The American Rescue Plan (ARP) has made significant changes to federal tax policy, expanding and strengthening the child tax credit (CTC) and the earned income tax credit (EITC). President Biden’s American Families Plan (AFP) proposal would permanently extend these changes. Here is why that is a good idea.

Child Tax Credit

The child tax credit was established in 1997—it was first established as a nonrefundable credit of $500 that could be used towards a family’s federal income tax bill. There have been numerous expansions over the years, including increasing the value and making the credit fully refundable (which means it not only offsets taxes owed, it also pays above and beyond what a caregiver/parent pays in taxes). While not a comprehensive solution to poverty, the CTC has been effective at putting more money into the hands of families that need the boost, increasing the amount of money families can hold on to. There were also limits to the CTC, including earnings requirements which essentially excluded families with the lowest incomes. This left behind close to half of all Black (48%) and Hispanic (46%) children in the U.S. and 36% of white children.

The American Rescue Plan has expanded the reach of the CTC so that the credit is larger and so more families can benefit. The plan has increased the maximum credit from $2,000 per child to $3,000 for kids aged six and up and $3,600 for kids younger than six. Also, by changing the limits on refundability and earnings requirements, low-income families now benefit regardless of their income.

These changes to the CTC are temporary via the ARP and are set to expire at the end of 2021. Passing the American Families Plan would make these CTC improvements permanent.

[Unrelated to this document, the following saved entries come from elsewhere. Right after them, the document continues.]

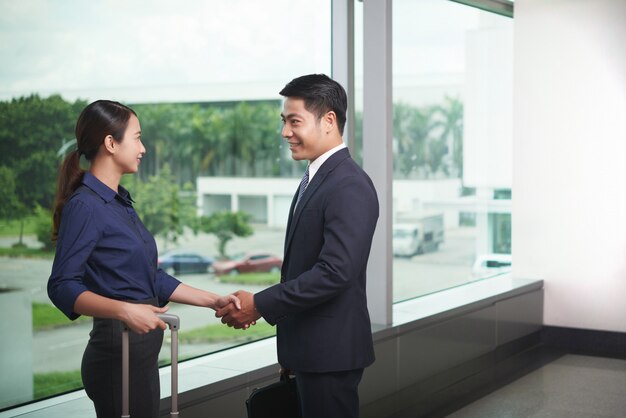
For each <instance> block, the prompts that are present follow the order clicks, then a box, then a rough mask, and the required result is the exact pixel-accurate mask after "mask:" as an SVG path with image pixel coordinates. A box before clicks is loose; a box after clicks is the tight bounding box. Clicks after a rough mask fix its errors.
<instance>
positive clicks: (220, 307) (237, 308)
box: [215, 290, 261, 329]
mask: <svg viewBox="0 0 626 418" xmlns="http://www.w3.org/2000/svg"><path fill="white" fill-rule="evenodd" d="M222 301H225V302H227V303H220V304H218V306H216V309H215V316H216V317H217V318H222V323H223V324H226V325H228V326H229V327H234V328H236V329H248V328H250V327H251V326H252V325H255V324H256V321H257V320H258V319H259V318H261V314H260V313H259V312H258V311H257V310H256V306H255V305H254V294H252V293H250V292H246V291H245V290H239V291H237V292H235V293H233V294H232V295H229V296H227V297H225V298H222ZM237 302H239V303H237Z"/></svg>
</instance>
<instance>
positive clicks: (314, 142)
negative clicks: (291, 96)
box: [281, 97, 332, 161]
mask: <svg viewBox="0 0 626 418" xmlns="http://www.w3.org/2000/svg"><path fill="white" fill-rule="evenodd" d="M281 118H282V120H283V130H282V132H281V135H282V136H283V138H285V139H286V140H287V143H288V144H289V149H290V150H291V157H292V158H293V159H294V160H298V161H300V160H309V161H313V160H315V159H316V158H317V157H319V156H320V155H322V154H323V153H325V152H326V151H328V150H329V149H330V148H332V147H330V148H329V147H328V144H326V143H325V142H327V141H325V135H323V129H322V125H323V123H321V121H320V119H318V118H317V116H315V115H314V114H313V113H311V112H309V111H308V110H306V109H305V108H304V100H303V99H299V98H297V97H288V98H287V99H286V100H285V103H284V105H283V112H282V113H281Z"/></svg>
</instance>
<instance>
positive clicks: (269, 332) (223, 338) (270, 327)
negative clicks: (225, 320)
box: [178, 322, 276, 344]
mask: <svg viewBox="0 0 626 418" xmlns="http://www.w3.org/2000/svg"><path fill="white" fill-rule="evenodd" d="M275 333H276V329H275V328H274V327H273V326H271V325H270V324H268V323H266V322H257V324H256V325H254V326H252V327H250V328H248V329H246V330H241V329H234V328H230V327H227V326H226V325H222V324H212V325H207V326H205V327H202V328H195V329H192V330H189V331H180V332H179V334H178V339H179V341H180V342H181V343H182V342H184V343H188V344H193V343H211V342H219V341H249V340H256V339H259V338H264V337H270V336H272V335H274V334H275Z"/></svg>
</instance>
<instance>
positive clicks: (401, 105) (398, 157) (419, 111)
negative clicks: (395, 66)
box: [393, 103, 434, 178]
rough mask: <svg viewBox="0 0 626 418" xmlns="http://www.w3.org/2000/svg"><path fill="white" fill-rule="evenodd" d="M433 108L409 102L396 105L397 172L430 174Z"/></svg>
mask: <svg viewBox="0 0 626 418" xmlns="http://www.w3.org/2000/svg"><path fill="white" fill-rule="evenodd" d="M432 115H433V110H432V108H430V107H426V108H423V109H419V108H417V107H414V106H411V105H409V104H406V103H395V104H394V105H393V138H394V174H395V175H396V176H399V177H401V178H412V177H420V176H428V173H429V171H430V170H429V168H428V164H427V158H428V155H429V149H428V143H429V141H430V135H431V133H432V130H433V128H434V125H433V119H432Z"/></svg>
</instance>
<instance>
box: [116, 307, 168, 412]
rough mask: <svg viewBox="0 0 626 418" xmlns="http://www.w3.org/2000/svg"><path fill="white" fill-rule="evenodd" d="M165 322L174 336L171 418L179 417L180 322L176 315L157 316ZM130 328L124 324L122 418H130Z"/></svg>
mask: <svg viewBox="0 0 626 418" xmlns="http://www.w3.org/2000/svg"><path fill="white" fill-rule="evenodd" d="M157 316H158V317H159V318H161V320H162V321H163V322H165V323H166V324H167V325H168V327H169V329H170V332H171V334H172V344H171V346H172V366H171V369H172V385H171V386H172V411H171V412H170V417H178V328H179V327H180V320H179V318H178V317H177V316H176V315H171V314H157ZM128 345H129V340H128V327H127V326H126V324H124V323H123V322H122V418H130V413H129V398H128V393H129V388H128V382H129V375H128V370H129V366H130V364H129V358H128V357H129V356H128Z"/></svg>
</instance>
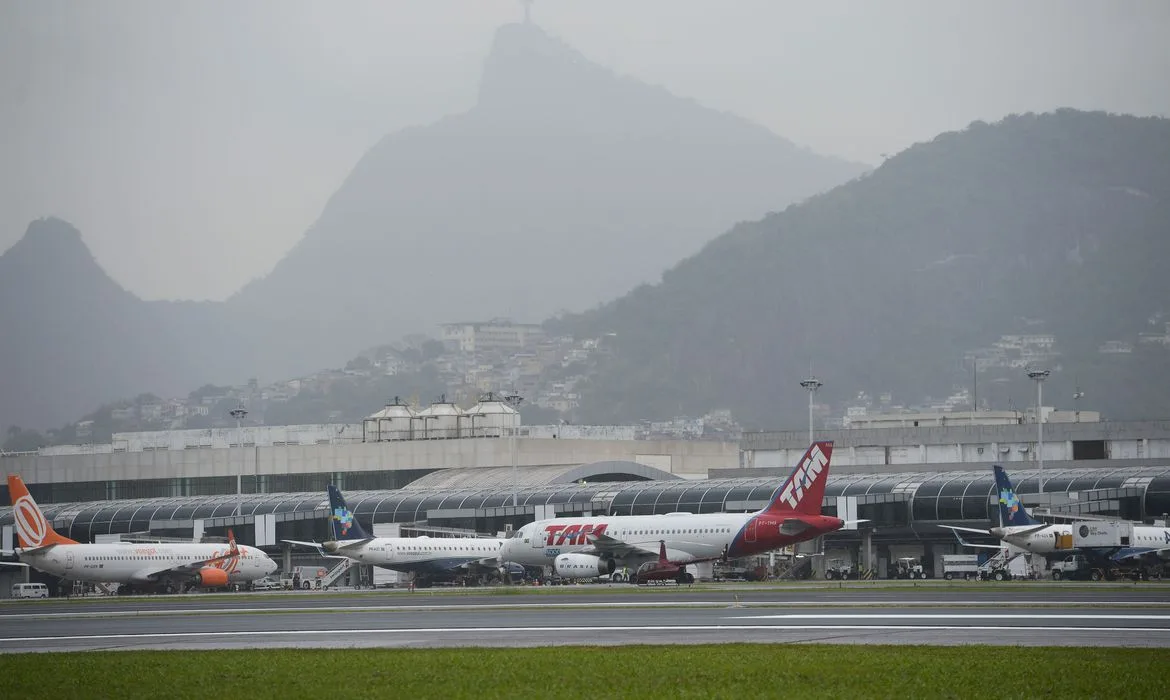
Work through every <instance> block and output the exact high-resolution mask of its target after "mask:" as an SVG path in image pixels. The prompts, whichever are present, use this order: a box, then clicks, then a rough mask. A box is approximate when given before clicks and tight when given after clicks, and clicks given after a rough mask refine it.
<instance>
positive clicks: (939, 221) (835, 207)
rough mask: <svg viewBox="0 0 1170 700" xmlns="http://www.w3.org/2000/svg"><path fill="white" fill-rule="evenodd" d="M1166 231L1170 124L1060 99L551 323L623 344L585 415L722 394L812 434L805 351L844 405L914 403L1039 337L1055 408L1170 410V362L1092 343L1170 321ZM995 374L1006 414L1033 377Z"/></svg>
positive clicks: (1162, 357) (994, 384)
mask: <svg viewBox="0 0 1170 700" xmlns="http://www.w3.org/2000/svg"><path fill="white" fill-rule="evenodd" d="M1168 221H1170V121H1168V119H1159V118H1136V117H1128V116H1116V115H1107V114H1103V112H1079V111H1074V110H1060V111H1058V112H1054V114H1047V115H1023V116H1013V117H1009V118H1006V119H1004V121H1003V122H1000V123H998V124H993V125H989V124H985V123H982V122H977V123H975V124H971V125H970V126H969V128H968V129H965V130H964V131H962V132H955V133H944V135H942V136H940V137H937V138H935V139H934V140H931V142H930V143H924V144H918V145H915V146H913V147H910V149H908V150H907V151H904V152H902V153H900V155H897V156H895V157H894V158H890V159H889V160H887V162H886V163H885V164H883V165H882V166H881V167H880V169H878V170H876V171H874V172H873V173H872V174H869V176H868V177H862V178H860V179H856V180H854V181H852V183H849V184H846V185H842V186H840V187H837V188H835V190H832V191H831V192H828V193H825V194H823V195H819V197H814V198H812V199H810V200H807V201H805V203H803V204H799V205H793V206H791V207H789V208H787V210H785V211H784V212H780V213H777V214H772V215H769V217H766V218H764V219H763V220H761V221H756V222H751V224H741V225H739V226H737V227H735V228H734V229H731V231H730V232H728V233H727V234H724V235H723V236H721V238H718V239H716V240H715V241H713V242H711V243H710V245H708V246H707V247H706V248H704V249H703V251H702V252H701V253H698V254H697V255H695V256H693V258H690V259H688V260H686V261H683V262H681V263H680V265H677V266H676V267H675V268H673V269H670V270H668V272H667V273H666V274H665V275H663V279H662V282H661V283H660V284H655V286H642V287H640V288H638V289H635V290H634V291H632V293H631V294H628V295H626V296H624V297H621V298H619V300H617V301H614V302H612V303H610V304H606V306H604V307H600V308H598V309H596V310H593V311H590V313H586V314H581V315H576V316H566V317H562V318H558V320H555V321H550V322H549V327H550V329H552V330H555V331H564V332H571V334H573V335H577V336H578V337H598V336H600V335H603V334H606V332H614V334H617V335H615V337H614V343H615V352H614V356H613V358H612V361H610V363H608V364H607V365H604V366H603V368H601V371H600V373H599V375H598V377H597V378H596V379H594V380H593V382H591V383H590V384H589V385H587V386H585V387H584V389H583V407H584V409H585V411H584V413H585V414H584V416H581V417H580V419H581V420H583V421H586V423H589V421H605V423H620V421H626V420H636V419H662V418H669V417H673V416H677V414H690V416H698V414H702V413H703V412H706V411H708V410H710V409H713V407H720V406H722V407H730V409H731V410H732V412H734V413H735V416H736V417H737V418H738V419H739V420H741V421H742V423H744V424H745V425H746V426H748V427H769V428H775V427H777V426H784V425H800V424H803V423H804V413H803V410H801V409H803V400H801V398H800V397H801V396H803V393H801V390H800V389H799V386H798V382H799V379H800V378H801V377H803V376H805V375H806V373H807V371H808V366H810V362H812V364H813V368H814V370H815V371H817V373H818V375H821V376H824V377H825V379H826V385H825V386H824V389H823V390H821V393H820V394H819V396H820V398H824V399H825V400H828V402H831V403H835V404H837V405H838V407H840V405H841V403H842V402H845V400H848V399H849V398H852V397H853V394H854V393H855V392H858V391H862V390H865V391H868V392H869V393H870V394H872V396H876V394H879V393H880V392H883V391H893V392H894V394H895V402H899V403H906V404H911V403H915V402H918V400H921V399H922V398H924V397H925V396H928V394H929V396H934V397H945V396H947V394H949V393H950V392H951V391H952V389H954V386H955V385H963V386H970V384H971V365H970V363H969V362H964V354H965V352H966V351H969V350H975V349H979V348H990V346H991V345H993V343H996V341H998V339H999V337H1000V335H1004V334H1035V332H1047V334H1053V335H1054V336H1055V341H1057V349H1058V350H1059V351H1060V354H1061V355H1060V356H1059V357H1058V358H1055V359H1053V361H1052V362H1053V364H1054V365H1059V368H1058V366H1054V368H1053V369H1058V371H1057V372H1054V375H1053V377H1052V378H1051V379H1049V382H1048V387H1046V391H1045V393H1046V396H1048V394H1049V391H1051V392H1052V393H1051V396H1052V397H1059V398H1053V399H1052V400H1055V402H1057V403H1058V404H1059V405H1062V406H1065V407H1067V405H1068V403H1071V400H1069V399H1068V398H1066V397H1071V396H1072V393H1073V387H1074V384H1078V383H1079V384H1080V386H1081V389H1082V390H1085V391H1087V392H1088V396H1090V397H1092V402H1093V406H1092V407H1094V409H1101V410H1102V411H1104V412H1106V413H1107V414H1108V416H1109V417H1110V418H1114V419H1126V418H1138V417H1150V416H1158V414H1162V416H1164V414H1166V412H1170V394H1166V393H1165V392H1162V391H1158V390H1157V389H1156V387H1154V386H1152V385H1151V383H1150V382H1147V380H1142V379H1141V377H1143V376H1147V377H1149V376H1162V375H1164V373H1165V371H1170V352H1166V351H1165V349H1164V348H1161V346H1156V348H1154V346H1150V348H1144V349H1143V348H1136V349H1135V352H1134V354H1131V355H1128V356H1108V357H1104V356H1101V355H1099V354H1097V346H1099V345H1100V344H1101V343H1103V342H1104V341H1109V339H1122V341H1129V342H1135V344H1136V339H1137V336H1138V332H1141V331H1150V330H1154V331H1161V330H1162V328H1161V327H1156V328H1151V327H1150V325H1149V323H1148V320H1149V318H1150V317H1151V315H1154V314H1156V313H1157V311H1161V310H1166V311H1170V309H1164V308H1163V307H1165V304H1168V303H1170V302H1168V300H1170V276H1168V275H1165V274H1164V269H1163V266H1164V261H1165V260H1168V259H1170V236H1168V235H1166V222H1168ZM1102 362H1106V363H1108V364H1109V366H1107V368H1101V366H1097V365H1100V364H1101V363H1102ZM993 378H999V379H1003V380H1004V384H1002V385H999V386H997V385H995V384H992V383H991V382H989V380H990V379H993ZM984 382H987V384H984ZM985 386H986V387H989V389H987V390H989V391H992V390H993V391H995V392H996V393H992V394H990V396H991V398H992V400H993V402H996V404H997V405H995V407H997V409H1006V407H1007V404H1009V403H1013V404H1014V405H1016V406H1017V407H1019V406H1021V405H1028V404H1030V403H1031V400H1030V399H1031V397H1032V394H1033V387H1032V386H1031V385H1030V383H1028V382H1026V380H1024V379H1023V371H1021V370H1019V369H1016V370H1003V371H1002V372H999V376H997V375H995V373H992V375H991V376H987V377H985V378H980V387H985ZM1049 387H1051V389H1049ZM980 394H982V392H980ZM983 396H984V397H986V396H987V394H983Z"/></svg>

Expanding the CTC would help improve the lives of more than 2.5 million children in Pennsylvania in 2022. Families in the poorest income group would receive an average benefit of $3,500. Those in the second to fourth 20% of income earners would receive between $2,000 and $3,000.


Earned Income Tax Credit

Another American Rescue Plan change has strengthened the earned income tax credit, which is a tax credit aimed at helping low- and moderate-income families. Under the ARP, the EITC amount has been increased for low-income workers without children in the home. (Previously, the credit was very low for individuals.) Other changes include making the credit available to more adults through age and income limit expansions.

These changes are set to expire at the end of 2021, but the American Families Plan would make these changes to the EITC permanent, as it would for the child tax credit. Nationally, this enhancement would provide a $12.4 billion boost in 2022, which would benefit 19.5 million workers. The lowest-income Americans (the bottom 20% of income earners) would receive more than three-fourths (78%) of the total benefit.

In Pennsylvania, expansion of the EITC would benefit 678,200 adults and 15,500 children. Eighty percent of the tax change would go to those who need it most—those who are in the bottom 20% of income earners in Pennsylvania, earning an average yearly income of $12,900. These workers would see an average yearly benefit of $810.

We should pass the American Families Plan so Pennsylvania families can continue to benefit from these federal tax changes.